REPOST from May 29, 2014 by Hayley Miller, HRC Digital Media Associate
ExxonMobil announced in 2013 it would offer benefits to all employees’ spouses, but this week the company’s shareholders rejected a new policy that would prohibit discrimination against LGBT workers.
For years the oil company has failed to offer basic non-discrimination protections to its LGBT employees and health benefits to their families. Only 19.5 percent of shareholders voted to approve the resolution on Wednesday. The new resolution would have incorporated inclusive non-discrimination language in the company’s equal employment opportunity policy, specifically including employment protections on the basis of sexual orientation and gender identity. This is the 17th time that the shareholder resolution has failed.

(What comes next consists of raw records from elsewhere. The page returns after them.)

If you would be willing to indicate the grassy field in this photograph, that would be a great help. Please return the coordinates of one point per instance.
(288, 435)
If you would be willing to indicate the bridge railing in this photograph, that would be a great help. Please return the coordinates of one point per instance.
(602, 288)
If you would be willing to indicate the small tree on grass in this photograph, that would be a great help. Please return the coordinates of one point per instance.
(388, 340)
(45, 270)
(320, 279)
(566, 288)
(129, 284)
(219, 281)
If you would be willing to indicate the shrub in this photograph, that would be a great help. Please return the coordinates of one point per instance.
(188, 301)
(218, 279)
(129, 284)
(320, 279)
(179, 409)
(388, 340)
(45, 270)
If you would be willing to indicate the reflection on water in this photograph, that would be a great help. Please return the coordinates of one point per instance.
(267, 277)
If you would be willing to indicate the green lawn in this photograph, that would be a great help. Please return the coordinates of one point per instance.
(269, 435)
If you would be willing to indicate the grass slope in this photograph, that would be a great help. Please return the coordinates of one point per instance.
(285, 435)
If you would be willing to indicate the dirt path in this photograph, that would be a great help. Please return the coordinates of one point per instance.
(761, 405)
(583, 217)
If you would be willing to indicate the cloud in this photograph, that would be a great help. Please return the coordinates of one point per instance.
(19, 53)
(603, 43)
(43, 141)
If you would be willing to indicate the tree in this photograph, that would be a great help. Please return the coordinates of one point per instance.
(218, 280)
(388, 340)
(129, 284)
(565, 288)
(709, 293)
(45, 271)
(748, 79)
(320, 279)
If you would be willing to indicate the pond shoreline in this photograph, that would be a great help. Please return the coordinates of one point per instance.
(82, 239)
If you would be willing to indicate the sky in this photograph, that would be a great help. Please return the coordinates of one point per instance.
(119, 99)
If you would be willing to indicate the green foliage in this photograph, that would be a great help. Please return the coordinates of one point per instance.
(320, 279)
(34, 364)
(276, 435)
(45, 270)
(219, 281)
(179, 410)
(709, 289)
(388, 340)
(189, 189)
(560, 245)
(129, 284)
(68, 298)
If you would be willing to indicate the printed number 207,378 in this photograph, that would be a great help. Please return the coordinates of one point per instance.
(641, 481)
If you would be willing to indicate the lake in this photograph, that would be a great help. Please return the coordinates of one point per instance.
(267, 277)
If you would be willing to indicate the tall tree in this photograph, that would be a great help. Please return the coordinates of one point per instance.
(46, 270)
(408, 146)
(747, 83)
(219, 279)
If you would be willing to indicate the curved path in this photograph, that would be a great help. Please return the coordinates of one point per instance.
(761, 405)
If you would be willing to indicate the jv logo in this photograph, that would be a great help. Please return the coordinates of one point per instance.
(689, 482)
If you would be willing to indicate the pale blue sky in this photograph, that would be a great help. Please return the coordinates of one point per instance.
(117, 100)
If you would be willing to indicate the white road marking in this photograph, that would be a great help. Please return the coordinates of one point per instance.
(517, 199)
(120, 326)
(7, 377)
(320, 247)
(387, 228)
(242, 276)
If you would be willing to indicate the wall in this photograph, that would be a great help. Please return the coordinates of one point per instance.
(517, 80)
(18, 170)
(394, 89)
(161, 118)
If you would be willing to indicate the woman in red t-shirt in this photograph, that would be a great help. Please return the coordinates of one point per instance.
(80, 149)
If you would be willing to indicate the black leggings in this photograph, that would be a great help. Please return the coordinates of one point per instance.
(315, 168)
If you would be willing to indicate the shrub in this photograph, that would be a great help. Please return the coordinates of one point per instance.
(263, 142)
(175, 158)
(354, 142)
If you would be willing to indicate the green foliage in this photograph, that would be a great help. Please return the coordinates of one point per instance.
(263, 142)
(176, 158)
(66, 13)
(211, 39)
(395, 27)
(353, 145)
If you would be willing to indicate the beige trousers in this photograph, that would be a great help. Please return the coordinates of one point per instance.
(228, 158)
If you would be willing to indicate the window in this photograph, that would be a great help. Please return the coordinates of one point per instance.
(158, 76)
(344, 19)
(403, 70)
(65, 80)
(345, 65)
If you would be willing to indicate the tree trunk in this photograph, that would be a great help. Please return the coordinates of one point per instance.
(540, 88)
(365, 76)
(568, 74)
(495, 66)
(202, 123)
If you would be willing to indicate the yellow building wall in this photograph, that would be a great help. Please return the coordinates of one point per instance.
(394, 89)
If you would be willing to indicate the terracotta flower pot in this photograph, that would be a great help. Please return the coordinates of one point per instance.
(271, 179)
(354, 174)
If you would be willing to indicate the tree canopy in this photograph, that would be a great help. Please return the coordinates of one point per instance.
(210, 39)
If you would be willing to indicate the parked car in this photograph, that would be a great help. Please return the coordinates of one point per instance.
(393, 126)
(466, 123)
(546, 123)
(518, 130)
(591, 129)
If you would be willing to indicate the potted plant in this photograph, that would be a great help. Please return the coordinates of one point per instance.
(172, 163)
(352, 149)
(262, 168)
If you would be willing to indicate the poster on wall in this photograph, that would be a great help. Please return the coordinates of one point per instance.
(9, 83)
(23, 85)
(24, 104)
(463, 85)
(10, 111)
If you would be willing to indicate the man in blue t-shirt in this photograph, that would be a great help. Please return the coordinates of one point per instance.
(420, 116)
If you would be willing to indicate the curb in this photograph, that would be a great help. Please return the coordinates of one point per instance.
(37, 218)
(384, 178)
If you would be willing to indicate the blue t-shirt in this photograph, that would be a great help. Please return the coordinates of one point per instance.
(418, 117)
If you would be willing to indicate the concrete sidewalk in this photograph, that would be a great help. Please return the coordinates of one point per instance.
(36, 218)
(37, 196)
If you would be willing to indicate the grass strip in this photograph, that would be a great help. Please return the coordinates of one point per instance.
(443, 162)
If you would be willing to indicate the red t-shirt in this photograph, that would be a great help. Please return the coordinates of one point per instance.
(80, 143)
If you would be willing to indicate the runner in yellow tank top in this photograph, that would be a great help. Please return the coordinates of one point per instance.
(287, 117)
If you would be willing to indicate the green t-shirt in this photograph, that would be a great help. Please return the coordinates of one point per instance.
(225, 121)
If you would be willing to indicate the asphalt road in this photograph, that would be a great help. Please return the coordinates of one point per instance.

Fred Sainz, vice president of communications for HRC, said in an interview with Washington Blade, “Over fifty years of practical experience has firmly established that there is heightened sensitivity to discrimination only when categories are enumerated. If ExxonMobil is as committed to zero-tolerance as they claim, there’s simply no reason to have fully-inclusive policies. Until then, their commitment to equality will rightly be questioned.”
ExxonMobil received a -25 on HRC’s 2014 Corporate Equality Index. In contrast, oil and gas companies such as Chevron, BP, Shell, and Spectra received scores of 85 or higher. More information on the HRC Corporate Equality Index is available at www.hrc.org/cei.